VSR-Seminar
Vortrag 1: Lattice Boltzmann simulations of complex fluids
Speaker: Prof. Dr. Jens Harting, IEK-11
In this presentation I will summarize recent results from lattice Boltzmann simulations of complex fluids obtained at the Helmholtz Institute Erlangen Nürnberg (IEK-11). I will present the latest improvements and scaling data for our simulation package LB3D and then focus on large scale simulations of capillary suspensions, self-assembly of colloidal particles at liquid interfaces, the dynamics of evaporating droplets, and multiphase flows including electrokinetic effects. For the latter, we recently developed a fully parallelized solver for the dynamics of charges and charged colloidal particles which is coupled to the multiphase lattice Boltzmann solver.

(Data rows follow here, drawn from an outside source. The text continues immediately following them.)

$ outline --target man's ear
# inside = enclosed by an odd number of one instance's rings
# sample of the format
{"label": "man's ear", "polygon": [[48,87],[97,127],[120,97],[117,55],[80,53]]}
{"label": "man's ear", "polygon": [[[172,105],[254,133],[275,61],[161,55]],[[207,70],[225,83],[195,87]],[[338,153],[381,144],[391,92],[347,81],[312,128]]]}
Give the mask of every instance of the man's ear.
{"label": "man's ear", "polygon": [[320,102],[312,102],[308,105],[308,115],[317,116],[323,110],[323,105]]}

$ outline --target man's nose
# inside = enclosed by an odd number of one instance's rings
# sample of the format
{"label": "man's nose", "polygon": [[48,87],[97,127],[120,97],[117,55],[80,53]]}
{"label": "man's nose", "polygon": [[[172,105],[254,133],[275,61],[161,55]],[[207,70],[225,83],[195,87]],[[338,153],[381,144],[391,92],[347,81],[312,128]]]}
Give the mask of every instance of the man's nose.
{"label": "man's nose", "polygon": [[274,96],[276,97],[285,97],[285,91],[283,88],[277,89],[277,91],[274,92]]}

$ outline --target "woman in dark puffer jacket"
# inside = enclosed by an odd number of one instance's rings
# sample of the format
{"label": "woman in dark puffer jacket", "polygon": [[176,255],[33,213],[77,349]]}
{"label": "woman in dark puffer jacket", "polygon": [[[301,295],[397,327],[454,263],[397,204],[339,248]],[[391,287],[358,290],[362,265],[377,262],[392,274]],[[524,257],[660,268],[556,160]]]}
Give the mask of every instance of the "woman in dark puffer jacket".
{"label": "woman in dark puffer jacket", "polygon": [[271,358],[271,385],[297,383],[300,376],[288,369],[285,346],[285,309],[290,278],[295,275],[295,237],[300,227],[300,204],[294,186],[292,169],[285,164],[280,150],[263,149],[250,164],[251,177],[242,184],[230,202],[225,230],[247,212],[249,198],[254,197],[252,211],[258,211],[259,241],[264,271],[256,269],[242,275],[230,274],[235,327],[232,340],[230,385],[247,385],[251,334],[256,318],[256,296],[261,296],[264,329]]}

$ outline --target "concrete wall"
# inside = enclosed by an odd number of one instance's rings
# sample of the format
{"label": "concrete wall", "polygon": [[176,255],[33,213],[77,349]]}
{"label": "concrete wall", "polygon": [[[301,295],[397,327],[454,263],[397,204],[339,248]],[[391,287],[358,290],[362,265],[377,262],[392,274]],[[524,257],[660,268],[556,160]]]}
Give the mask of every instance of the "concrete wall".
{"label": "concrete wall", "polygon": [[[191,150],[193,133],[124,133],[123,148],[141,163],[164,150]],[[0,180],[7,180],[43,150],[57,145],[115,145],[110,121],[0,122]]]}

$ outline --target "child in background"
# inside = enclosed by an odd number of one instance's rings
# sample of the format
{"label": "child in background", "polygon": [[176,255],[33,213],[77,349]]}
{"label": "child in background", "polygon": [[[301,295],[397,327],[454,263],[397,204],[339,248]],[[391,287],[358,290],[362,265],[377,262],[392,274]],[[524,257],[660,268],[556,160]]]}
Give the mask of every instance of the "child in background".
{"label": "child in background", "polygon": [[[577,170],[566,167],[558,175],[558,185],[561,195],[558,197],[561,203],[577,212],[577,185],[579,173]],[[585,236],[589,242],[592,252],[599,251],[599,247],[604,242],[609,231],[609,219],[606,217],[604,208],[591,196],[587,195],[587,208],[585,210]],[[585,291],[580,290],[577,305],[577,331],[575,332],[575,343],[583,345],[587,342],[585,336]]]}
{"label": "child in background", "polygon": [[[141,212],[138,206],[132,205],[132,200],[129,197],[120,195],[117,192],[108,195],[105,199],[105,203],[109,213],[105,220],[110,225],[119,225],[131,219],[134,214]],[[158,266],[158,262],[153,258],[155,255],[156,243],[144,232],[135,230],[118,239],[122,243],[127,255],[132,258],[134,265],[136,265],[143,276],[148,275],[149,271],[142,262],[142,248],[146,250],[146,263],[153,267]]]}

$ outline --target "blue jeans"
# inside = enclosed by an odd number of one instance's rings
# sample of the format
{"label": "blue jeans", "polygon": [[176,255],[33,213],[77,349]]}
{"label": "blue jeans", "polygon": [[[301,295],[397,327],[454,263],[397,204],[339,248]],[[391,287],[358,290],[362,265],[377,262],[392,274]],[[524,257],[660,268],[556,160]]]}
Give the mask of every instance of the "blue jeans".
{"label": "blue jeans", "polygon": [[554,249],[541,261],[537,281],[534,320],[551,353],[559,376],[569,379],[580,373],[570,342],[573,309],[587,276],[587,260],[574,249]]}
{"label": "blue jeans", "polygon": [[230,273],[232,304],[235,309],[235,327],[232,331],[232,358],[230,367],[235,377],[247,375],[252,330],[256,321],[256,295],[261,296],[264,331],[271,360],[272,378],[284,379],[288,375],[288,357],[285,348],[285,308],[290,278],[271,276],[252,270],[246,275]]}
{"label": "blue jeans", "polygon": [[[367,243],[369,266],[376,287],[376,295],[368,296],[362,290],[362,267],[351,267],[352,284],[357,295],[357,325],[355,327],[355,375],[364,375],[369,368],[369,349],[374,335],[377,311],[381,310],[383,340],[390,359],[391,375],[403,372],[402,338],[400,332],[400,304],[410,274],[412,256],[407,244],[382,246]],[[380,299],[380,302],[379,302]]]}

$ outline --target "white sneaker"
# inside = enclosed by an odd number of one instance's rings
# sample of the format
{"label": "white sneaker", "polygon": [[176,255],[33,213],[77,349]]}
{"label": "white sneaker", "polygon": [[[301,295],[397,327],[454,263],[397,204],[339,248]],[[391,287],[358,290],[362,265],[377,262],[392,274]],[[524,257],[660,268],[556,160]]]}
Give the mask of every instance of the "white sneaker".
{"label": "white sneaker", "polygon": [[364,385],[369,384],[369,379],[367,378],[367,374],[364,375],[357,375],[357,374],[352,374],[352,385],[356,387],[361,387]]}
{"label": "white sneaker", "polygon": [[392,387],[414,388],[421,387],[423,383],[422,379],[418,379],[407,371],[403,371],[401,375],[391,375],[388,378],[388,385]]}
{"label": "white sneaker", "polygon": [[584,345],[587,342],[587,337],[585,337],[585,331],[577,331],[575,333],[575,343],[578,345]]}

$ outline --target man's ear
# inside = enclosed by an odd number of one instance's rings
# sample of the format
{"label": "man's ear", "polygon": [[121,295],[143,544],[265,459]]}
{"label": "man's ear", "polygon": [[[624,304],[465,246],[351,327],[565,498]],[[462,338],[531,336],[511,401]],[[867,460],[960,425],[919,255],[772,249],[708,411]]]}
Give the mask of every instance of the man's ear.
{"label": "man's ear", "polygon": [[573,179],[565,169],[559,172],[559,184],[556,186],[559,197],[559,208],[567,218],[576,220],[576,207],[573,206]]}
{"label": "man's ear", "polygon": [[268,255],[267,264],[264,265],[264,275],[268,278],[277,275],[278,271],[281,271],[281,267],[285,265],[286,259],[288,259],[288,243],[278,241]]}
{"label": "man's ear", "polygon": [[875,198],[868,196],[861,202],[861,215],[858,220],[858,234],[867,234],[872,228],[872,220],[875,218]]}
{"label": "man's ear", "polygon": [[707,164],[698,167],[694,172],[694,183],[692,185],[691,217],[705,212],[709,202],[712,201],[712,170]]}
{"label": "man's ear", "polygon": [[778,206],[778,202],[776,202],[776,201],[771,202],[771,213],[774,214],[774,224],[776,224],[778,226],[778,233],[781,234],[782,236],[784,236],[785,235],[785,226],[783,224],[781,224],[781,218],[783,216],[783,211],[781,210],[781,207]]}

Vortrag 2: Neuroimaging Analytics in large cohort datasets
Speakers: Dr. Jan Schreiber, Prof. Dr. Svenja Caspers, INM-1
In-vivo neuroimaging has experienced a paradigm change, from focused studies in a group of 20-30 subjects to now large population-based cohorts with several thousands of subjects, enabling investigation of various environmental and genetic influencing factors on brain structure, function and connectivity. For processing and analyzing these large amounts of data using multi-dimensional statistics, new computing solutions are needed, as present approaches on local computing clusters are not feasible anymore, with computing times up to several months for a single study.
The aim of the current compute time proposal is thus to setup efficient workflows and processing pipelines for subsequent analysis of neuroimaging data on structure, function, and connectivity of the human brain using established software tools. With one subject being the relevant entity for data processing on the first level, i.e. the preprocessing of all data of each subject, the major focus is here on optimizing workflows for doing the computations for many subjects in parallel. This poses a challenge for file management as hundreds of single files are produced, written and read constantly. Parts of these workflows are parallelized (using MPI and OpenMP), in particular when permutations or hundred thousands of repetitions are needed for generating probability distributions. This is also partially implemented on GPUs. Especially these latter approaches also apply to the group level statistics, where the preprocessed data from the thousands of single subjects are aggregated and analysed in relation to environmental and genetic factors.
Currently, most of the single-subject preprocessing workflows are running and data of two large cohorts (with more than 1,000 subjects each) are being processed. This will be continued with even larger cohorts (with 30,000 and 100,000 subjects, respectively) as well as followed by dozens of studies using the group level statistical approaches (where for each study, the group level computations have to be done anew, depending on the research question), for which future computation time on JURECA is envisaged.